SEOUL, Dec 4 (Reuters) - South Korean President Yoon Suk Yeol said on Wednesday he would move to lift a martial law declaration he had imposed just hours before, honoring a parliamentary vote against the measure. Yoon declared martial law on Tuesday to thwart “anti-state forces” among his opponents. But outraged lawmakers rejected the decree, as protesters gathered outside parliament in the country’s biggest political crisis in decades. Yoon’s surprise declaration, which he cast as aimed at his political foes, was unanimously voted down by 190 lawmakers in the parliament. Under South Korean law, the president must immediately lift martial law if parliament demands it by a majority vote. His own party urged him to lift the decree. The crisis in a country that has been a democracy since the 1980s, and is a U.S. ally and major Asian economy, caused international alarm.

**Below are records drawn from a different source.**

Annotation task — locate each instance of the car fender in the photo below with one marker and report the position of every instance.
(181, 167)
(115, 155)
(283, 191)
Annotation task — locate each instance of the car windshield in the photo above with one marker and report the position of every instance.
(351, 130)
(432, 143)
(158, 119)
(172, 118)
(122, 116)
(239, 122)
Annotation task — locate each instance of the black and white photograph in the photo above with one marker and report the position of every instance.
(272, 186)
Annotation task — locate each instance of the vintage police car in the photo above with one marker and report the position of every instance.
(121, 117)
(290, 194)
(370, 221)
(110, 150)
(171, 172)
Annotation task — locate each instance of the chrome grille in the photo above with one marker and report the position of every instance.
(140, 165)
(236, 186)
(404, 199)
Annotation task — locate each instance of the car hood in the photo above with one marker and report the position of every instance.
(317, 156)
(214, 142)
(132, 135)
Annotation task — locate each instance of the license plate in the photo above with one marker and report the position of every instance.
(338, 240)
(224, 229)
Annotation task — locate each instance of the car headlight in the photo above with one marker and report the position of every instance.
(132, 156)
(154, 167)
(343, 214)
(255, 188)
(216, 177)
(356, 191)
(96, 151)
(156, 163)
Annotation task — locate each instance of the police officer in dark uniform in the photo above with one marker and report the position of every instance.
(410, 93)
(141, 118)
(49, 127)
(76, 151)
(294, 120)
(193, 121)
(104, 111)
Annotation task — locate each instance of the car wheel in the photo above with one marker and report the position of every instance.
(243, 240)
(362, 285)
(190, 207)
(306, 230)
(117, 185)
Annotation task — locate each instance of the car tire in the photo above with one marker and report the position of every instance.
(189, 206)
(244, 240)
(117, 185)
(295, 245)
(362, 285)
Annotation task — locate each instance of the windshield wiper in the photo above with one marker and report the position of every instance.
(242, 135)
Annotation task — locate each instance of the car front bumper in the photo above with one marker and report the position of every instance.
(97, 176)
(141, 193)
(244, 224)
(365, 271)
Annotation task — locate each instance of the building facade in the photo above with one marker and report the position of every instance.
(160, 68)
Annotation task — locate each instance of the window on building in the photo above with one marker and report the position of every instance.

Doesn’t matter what he says, it was already rescinded by the legislature.
Kind of does, since the defense ministry said they were going to enforce martial law until the president lifted it, after parliament voted it down.
From a legal perspective, it doesn’t matter. The Defense Minister reports to the president so it is still just the executive branch. Their constitution states that martial law is over when rescinded by the legislature.
Guns always beat laws.
Except in this case, the laws did.
The legal perspective ceases to matter much when the enforcers of the law don’t enforce it. Laws become mere words.